Na „płaskość” nie mogliśmy narzekać w Braszowie (niem. Kronstadt). Miasto jest malowniczo położone u stóp góry Tampa. Gdy jest upalnie, można – tak jak my – wjechać na nią kolejką linową, by następnie podziwiać widoki i napić się lokalnego radlera ciuc w restauracji deprecjonująco określonej przez Lonely Planet jako communist-era dining room („komunistyczność” tej „stołówki” przejawia się chyba tylko w tym, że bezpretensjonalna, ale miła, obsługa równo traktuje tam klientów). Można także – nie tak jak my – nie wjeżdżać na górę, zaoszczędzając tym samym kilkanaście lei, i od razu udać się na inny punkt widokowy, w okolice Białej Wieży, po przeciwległej stronie starego miasta. Jednak przy tym wariancie, nie ma co liczyć na zimnego ciucia! Tyle jeśli chodzi o praktyczne rady.





Widok miasta ze wzgórza Białej Wieży jest znacznie bardziej intymny niż z podestu widokowego na Tampie. Patrząc na Braszów ze stoku góry, ma się wrażenie, jakby patrzyło się na mapę lub na zdjęcie satelitarne z google maps. Z kolei z wieży można zajrzeć do skrytych podwórek i ulic, skupić się na fakturze ścian i dachów, poczuć na sobie dotyk miasta. Stamtąd też najlepiej widoczny jest Czarny Kościół – centralny punkt braszowskiej starówki i symbol Transylwanii – kościół-twierdza („największa świątynia między Wiedniem a Stambułem”, LP), kościół-legenda (niespotykana nazwa pochodzi od barwy, którą przybrał po jednym z pożarów), kościół-konwertyta (najpierw katolicki, potem luterański), kościół-kamień graniczny (o bliskości Turków i orientu niech świadczy kilkadziesiąt kilimów zdobiących jego wnętrze), obecnie także: kościół-pomnik zaginionego świata siedmiogrodzkich Niemców, do którego codziennie przychodzą wycieczki rumuńskich dzieci.








O kształcie Braszowa bynajmniej nie decydowali wyłącznie niemieccy osadnicy.

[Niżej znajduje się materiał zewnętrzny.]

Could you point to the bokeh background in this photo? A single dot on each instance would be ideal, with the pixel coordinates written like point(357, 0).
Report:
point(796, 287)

Stolica rumuńskich Karpat od początku rozwijała się w wielokulturowej atmosferze, a oprócz Niemców licznie zamieszkiwali ją Węgrzy, Rumuni, a od XIX wieku także Żydzi. Rumuni w obliczu średniowiecznego zakazu osiedlania się w obrębie murów miejskich upodobali sobie podmiejską dzielnicę Şchei, gdzie wybudowano oryginalną gotycko-barokową cerkiew św. Mikołaja oraz założono pierwszą rumuńską szkołę. My także zatrzymaliśmy się na tym historycznym podgrodziu, w przytulnym hostelu Liberty Villa, z którego wieczorem można było podziwiać jeszcze inny widok Braszowa – ulicę Democratiei przejmowaną we władanie przez grube koty.